The committee’s proposed mandate is to review the methodology, which is currently based on consumption. According to the method used, if a person is able to consume 2,350 calories per day – which cost Rs1,745 per month – then the individual is assumed to be living above the poverty line.

This methodology had been introduced during Pervez Musharraf’s regime, and had instantly led to a ‘decline’ in poverty figures by over 11 percentage points. During the same period, though, as poverty ‘declined’, inequality was calculated as having risen in the country. This meant that there were fewer poor persons in the country, but wealth was not distributed equally across income groups.

But according to the HIES, not only did poverty fall, but inequality also diminished in 2011. This effectively meant that there were lesser poor persons in the country, and that the nation’s wealth was more equitably distributed. Even a cursory analysis of independent economic data reveals that this is certainly not the case.

The GM Arif Committee – constituted by the Planning Commission to crunch poverty-related numbers – has also recommended analysing this ‘unique’ trend, yielded by the current calculations, in greater detail.

Independent economists, including authorities on poverty, are of the view that the existing methodology was designed in a way that poverty figures would keep declining over the years, irrespective of ground realities. This would benefit electioneering and score brownie points for the government when its economic policies came under review.

Officials in the Planning Commission are also critical of the modern calculation method, and expressed a mock fear that “a day will come when officially there will be no poor in the country.” Sarcasm aside, they complained that such practices are extremely damaging to the already hurt credibility of official statistics.

One of the alternatives to the existing methodology is shifting to a multi-dimensional poverty index; which covers health, sanitation and education indicators in the calculation of poverty. A similar index is currently in use by the United Nations. But the results of such a comprehensive methodology may not serve vested interests. According to the UN’s Multi-Dimensional Poverty Index, half of Pakistan’s population currently lives below the poverty line.

It remains to be seen whether the government will acknowledge the sufferings of this segment and reformulate policy to ameliorate the situation, or continue to find comfort in falsified numbers that allow it to make claims of non-existent betterment in the economic state of the country.

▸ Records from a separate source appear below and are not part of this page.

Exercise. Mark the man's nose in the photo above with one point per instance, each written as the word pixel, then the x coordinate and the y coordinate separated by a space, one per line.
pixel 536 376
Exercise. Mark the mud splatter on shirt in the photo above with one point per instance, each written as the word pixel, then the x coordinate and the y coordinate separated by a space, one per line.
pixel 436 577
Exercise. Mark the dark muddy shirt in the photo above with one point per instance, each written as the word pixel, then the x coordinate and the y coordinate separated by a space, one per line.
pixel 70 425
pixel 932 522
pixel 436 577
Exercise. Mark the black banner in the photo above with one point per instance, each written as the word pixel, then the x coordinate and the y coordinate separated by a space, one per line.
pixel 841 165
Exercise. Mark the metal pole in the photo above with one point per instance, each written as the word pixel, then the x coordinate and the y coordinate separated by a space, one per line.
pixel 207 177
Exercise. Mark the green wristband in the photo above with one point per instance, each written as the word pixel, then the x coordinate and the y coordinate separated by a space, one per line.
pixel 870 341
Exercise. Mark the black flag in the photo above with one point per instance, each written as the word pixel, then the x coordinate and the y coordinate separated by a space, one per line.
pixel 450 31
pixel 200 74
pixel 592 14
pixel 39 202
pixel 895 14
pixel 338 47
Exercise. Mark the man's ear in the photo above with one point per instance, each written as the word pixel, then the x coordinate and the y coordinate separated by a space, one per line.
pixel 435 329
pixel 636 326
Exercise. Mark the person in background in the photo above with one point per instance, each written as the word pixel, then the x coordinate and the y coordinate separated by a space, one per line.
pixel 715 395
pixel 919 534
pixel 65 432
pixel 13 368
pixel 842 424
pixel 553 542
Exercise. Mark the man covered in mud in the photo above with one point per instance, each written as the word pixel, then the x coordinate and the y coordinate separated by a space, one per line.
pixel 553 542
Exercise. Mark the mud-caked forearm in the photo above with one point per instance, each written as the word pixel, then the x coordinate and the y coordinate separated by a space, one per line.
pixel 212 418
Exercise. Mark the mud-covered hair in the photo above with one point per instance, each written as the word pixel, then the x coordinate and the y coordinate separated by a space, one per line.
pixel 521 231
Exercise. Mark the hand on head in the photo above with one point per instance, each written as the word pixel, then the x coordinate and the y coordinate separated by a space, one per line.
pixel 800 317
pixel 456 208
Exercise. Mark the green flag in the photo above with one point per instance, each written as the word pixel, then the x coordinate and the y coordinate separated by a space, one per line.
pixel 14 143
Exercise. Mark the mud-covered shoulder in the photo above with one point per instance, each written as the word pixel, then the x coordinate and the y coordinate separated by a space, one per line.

Published in The Express Tribune, July 28th, 2012. 


gp65 | 11 years ago | Reply

@vasan: India also has similar standards. There was a huge hue and cry in India about the cutoff line for poverty.

LuvPak | 11 years ago | Reply

@vasan: Pakistani Citizens defenitely have more buying power now than ever before, there is no doubt about that. But buying power alone is not considered enough for overall health of the community. For example, even if half of the residents of a village are rich because they have relatives who are sending them huge some of money from works elswhere but the living standard of people of the village is still primitive when it comes to basic health & education facilities, hygiene and accessibilty to modern life resources, then despite of the visible wealth all the people of this village are consdired Poor. Its as simple as that.